The manner in which Aguinaldo was apprehended also proved unsettling. In an article in Harper’s Weekly on November 11, 1899, Funston had complained that the Filipinos “violated all the rules of civilized warfare, and they knew perfectly well what they were violating. They would bring flags of truce, and when our men went forward under similar flags, the insurgents would fire upon them.” Yet Funston’s stratagem for taking Aguinaldo was far more outrageous. Critics noted that Funston and the Americans had fired their weapons after Aguinaldo had surrendered and that the Macabebes had been wearing enemy uniforms; both actions violated international law. The underhanded manner in which the Filipinos had been defeated raised further doubts about whether the nation’s imperial venture subverted the ideals on which the American nation was founded.

But there was something else too. Although he embodied a heroic ideal as old as history itself, Funston’s stark lust for martial glory, unsoftened by the haze of time, disconcerted those who chose to look closely. There was no point in blaming Funston for his deeds, wrote Mark Twain, “because his conscience leaked out through one of his pores when he was little.”

Shame has always impelled young men to battle and to do things great and gruesome. Tim O’Brien, our foremost novelist of the Vietnam War, explained that he participated as a foot soldier in that conflict “out of a kind of personal terror—fear of censure, fear of humiliation, fear of exile, fear of jail, fear of ridicule, fear that my reputation might be damaged among my friends and family, fear of blushing before the stolid folks in my little hometown. ... In short, I capitulated to an overwhelming fear of embarrassment. . . . Conscience is crippled by cowardice. We kill out of embarrassment. We die of embarrassment.”

Aggression is necessary for military success, and both are essential to the survival of peoples and nations. Yet aggression often takes root in the darkest recesses of the soul, wherein lurks, among young men especially, an immense fear of humiliation.

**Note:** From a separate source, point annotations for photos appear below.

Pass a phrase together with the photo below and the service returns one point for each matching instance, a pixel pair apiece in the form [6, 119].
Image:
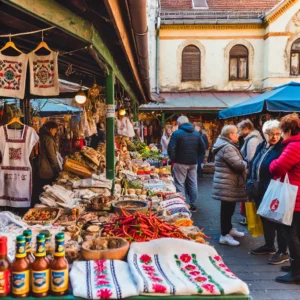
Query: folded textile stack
[102, 279]
[178, 267]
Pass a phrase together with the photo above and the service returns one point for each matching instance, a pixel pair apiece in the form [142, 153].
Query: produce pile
[139, 227]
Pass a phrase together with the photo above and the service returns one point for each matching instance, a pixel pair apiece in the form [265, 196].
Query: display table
[226, 297]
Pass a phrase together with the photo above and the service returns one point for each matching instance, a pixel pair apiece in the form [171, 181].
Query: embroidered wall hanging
[13, 75]
[44, 74]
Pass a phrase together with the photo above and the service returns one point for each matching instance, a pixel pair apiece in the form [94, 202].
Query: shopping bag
[255, 226]
[279, 202]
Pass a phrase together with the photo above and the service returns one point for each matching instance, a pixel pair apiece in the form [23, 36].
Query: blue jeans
[185, 178]
[199, 168]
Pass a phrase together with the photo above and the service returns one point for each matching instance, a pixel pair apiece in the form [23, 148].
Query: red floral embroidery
[209, 287]
[146, 259]
[200, 278]
[148, 268]
[194, 273]
[102, 282]
[185, 258]
[159, 288]
[104, 294]
[190, 267]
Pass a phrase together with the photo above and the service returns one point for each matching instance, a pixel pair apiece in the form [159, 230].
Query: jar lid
[40, 237]
[60, 236]
[27, 233]
[21, 238]
[3, 245]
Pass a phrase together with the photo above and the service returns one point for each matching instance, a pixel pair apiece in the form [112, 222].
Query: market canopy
[50, 107]
[285, 98]
[197, 101]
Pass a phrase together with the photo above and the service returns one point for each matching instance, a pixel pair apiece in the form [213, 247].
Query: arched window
[238, 63]
[191, 61]
[295, 58]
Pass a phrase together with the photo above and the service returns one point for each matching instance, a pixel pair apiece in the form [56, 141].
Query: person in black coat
[184, 148]
[257, 184]
[98, 138]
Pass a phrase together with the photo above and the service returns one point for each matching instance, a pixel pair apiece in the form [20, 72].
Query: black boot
[293, 276]
[286, 268]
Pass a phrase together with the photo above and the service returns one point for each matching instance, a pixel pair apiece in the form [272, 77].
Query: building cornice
[278, 11]
[212, 26]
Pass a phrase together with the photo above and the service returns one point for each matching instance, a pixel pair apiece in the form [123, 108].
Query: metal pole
[110, 126]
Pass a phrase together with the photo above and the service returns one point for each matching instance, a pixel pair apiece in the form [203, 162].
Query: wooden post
[110, 126]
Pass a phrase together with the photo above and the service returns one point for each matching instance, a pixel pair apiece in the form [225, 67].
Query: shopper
[229, 181]
[202, 156]
[185, 146]
[98, 138]
[289, 163]
[251, 139]
[165, 139]
[48, 162]
[259, 180]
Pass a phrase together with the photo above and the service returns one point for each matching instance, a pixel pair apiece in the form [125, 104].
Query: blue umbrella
[284, 98]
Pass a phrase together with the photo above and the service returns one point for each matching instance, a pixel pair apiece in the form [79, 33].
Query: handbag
[279, 201]
[255, 226]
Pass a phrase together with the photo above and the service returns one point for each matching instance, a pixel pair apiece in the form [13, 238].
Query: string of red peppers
[138, 227]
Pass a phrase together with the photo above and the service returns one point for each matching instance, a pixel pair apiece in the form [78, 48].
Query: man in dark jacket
[185, 146]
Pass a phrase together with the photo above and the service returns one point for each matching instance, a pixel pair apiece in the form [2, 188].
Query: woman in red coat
[289, 162]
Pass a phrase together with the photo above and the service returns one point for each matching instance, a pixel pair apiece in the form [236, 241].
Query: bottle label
[60, 248]
[40, 281]
[5, 282]
[21, 250]
[28, 244]
[40, 249]
[20, 282]
[59, 280]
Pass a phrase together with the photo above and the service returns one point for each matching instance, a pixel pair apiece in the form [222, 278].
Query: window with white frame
[191, 64]
[295, 58]
[238, 63]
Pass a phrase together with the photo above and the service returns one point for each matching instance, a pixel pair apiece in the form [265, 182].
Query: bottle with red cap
[5, 275]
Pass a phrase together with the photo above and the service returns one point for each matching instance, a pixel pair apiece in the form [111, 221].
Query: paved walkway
[252, 269]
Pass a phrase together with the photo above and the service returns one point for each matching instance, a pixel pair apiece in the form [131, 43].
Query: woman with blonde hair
[257, 184]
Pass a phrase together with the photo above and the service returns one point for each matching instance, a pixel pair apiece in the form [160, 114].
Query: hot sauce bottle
[40, 269]
[5, 275]
[48, 244]
[28, 246]
[20, 270]
[59, 268]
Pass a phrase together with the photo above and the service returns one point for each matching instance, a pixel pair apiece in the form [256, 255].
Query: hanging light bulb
[80, 97]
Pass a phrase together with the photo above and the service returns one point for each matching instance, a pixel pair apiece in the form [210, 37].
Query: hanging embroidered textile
[13, 75]
[181, 268]
[15, 168]
[44, 74]
[102, 279]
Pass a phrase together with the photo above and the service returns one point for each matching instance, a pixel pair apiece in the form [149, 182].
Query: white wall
[269, 56]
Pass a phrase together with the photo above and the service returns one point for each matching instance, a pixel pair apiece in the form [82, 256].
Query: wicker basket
[77, 168]
[44, 222]
[119, 253]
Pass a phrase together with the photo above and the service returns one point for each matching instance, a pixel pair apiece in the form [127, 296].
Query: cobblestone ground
[252, 269]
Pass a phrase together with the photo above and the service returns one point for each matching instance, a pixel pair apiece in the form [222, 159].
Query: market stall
[133, 220]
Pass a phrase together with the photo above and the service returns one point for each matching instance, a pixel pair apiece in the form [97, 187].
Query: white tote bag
[279, 201]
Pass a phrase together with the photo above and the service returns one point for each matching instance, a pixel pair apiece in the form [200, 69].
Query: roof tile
[249, 5]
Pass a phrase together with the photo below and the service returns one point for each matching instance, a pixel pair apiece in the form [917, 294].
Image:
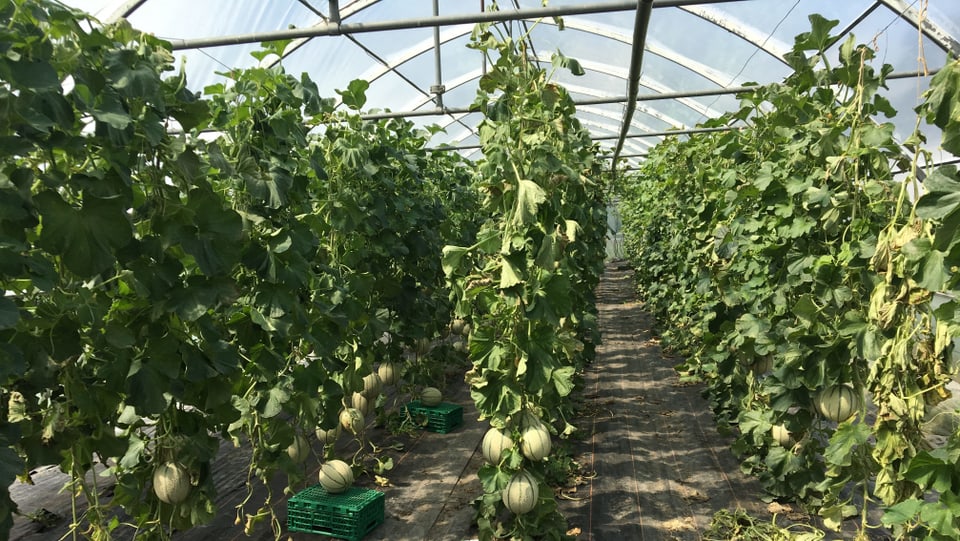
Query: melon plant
[762, 365]
[521, 493]
[328, 435]
[423, 346]
[299, 449]
[535, 442]
[388, 372]
[360, 403]
[335, 476]
[171, 483]
[494, 444]
[838, 402]
[351, 419]
[781, 435]
[431, 396]
[372, 385]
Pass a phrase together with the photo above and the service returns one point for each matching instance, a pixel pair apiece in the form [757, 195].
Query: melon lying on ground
[521, 493]
[431, 396]
[351, 419]
[388, 372]
[171, 483]
[328, 435]
[535, 442]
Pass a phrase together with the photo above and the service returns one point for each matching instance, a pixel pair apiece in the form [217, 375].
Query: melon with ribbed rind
[535, 442]
[171, 482]
[838, 402]
[388, 373]
[430, 396]
[372, 385]
[299, 449]
[494, 444]
[521, 493]
[351, 419]
[335, 476]
[329, 435]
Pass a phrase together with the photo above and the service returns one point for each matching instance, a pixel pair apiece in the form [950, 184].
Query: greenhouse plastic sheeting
[690, 48]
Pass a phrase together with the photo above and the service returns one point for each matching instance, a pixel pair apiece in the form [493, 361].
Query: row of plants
[527, 284]
[790, 259]
[183, 270]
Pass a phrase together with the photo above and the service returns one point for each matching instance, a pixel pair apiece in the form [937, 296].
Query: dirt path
[661, 469]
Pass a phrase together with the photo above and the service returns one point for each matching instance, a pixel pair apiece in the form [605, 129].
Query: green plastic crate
[351, 514]
[442, 418]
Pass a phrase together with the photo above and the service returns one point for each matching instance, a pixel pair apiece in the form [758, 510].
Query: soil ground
[653, 465]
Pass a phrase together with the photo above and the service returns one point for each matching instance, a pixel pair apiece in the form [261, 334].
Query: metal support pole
[644, 9]
[334, 11]
[437, 89]
[329, 29]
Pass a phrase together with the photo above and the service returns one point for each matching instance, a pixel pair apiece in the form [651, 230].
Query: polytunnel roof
[695, 53]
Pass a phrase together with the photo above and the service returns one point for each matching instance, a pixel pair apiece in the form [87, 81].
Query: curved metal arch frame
[733, 25]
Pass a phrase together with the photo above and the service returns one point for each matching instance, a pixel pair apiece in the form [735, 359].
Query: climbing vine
[526, 285]
[180, 271]
[784, 258]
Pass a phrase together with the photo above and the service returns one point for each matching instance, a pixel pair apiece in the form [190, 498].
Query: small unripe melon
[431, 396]
[838, 402]
[372, 385]
[388, 373]
[299, 449]
[329, 435]
[171, 483]
[781, 435]
[494, 444]
[335, 476]
[535, 442]
[521, 493]
[361, 403]
[352, 420]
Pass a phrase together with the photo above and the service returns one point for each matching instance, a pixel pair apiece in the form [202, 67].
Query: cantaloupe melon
[299, 449]
[838, 402]
[335, 476]
[535, 442]
[388, 373]
[171, 482]
[521, 493]
[352, 420]
[329, 435]
[494, 444]
[430, 396]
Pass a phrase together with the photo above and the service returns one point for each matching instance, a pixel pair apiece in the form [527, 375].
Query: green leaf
[930, 472]
[133, 77]
[943, 193]
[529, 197]
[9, 313]
[355, 95]
[87, 238]
[509, 274]
[34, 75]
[563, 380]
[806, 309]
[818, 39]
[844, 441]
[451, 258]
[276, 398]
[902, 512]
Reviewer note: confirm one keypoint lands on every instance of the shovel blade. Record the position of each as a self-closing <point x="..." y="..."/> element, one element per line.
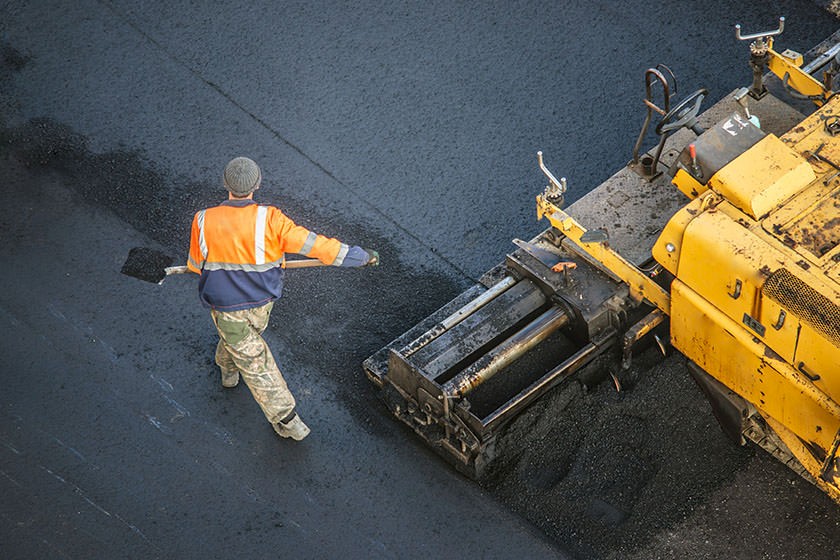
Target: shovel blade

Funston’s life, so familiar in its basic outlines, so heroic in its wild trajectory, so inspiring in its determined assault upon adversity, on closer inspection provides a disturbing glimpse into that darkness.

Sometimes we forget our heroes because there is too much to remember; the press of new events inevitably crowds out the old. But sometimes it’s best that our heroes remain forgotten, lest they remind us of things we do not wish to know.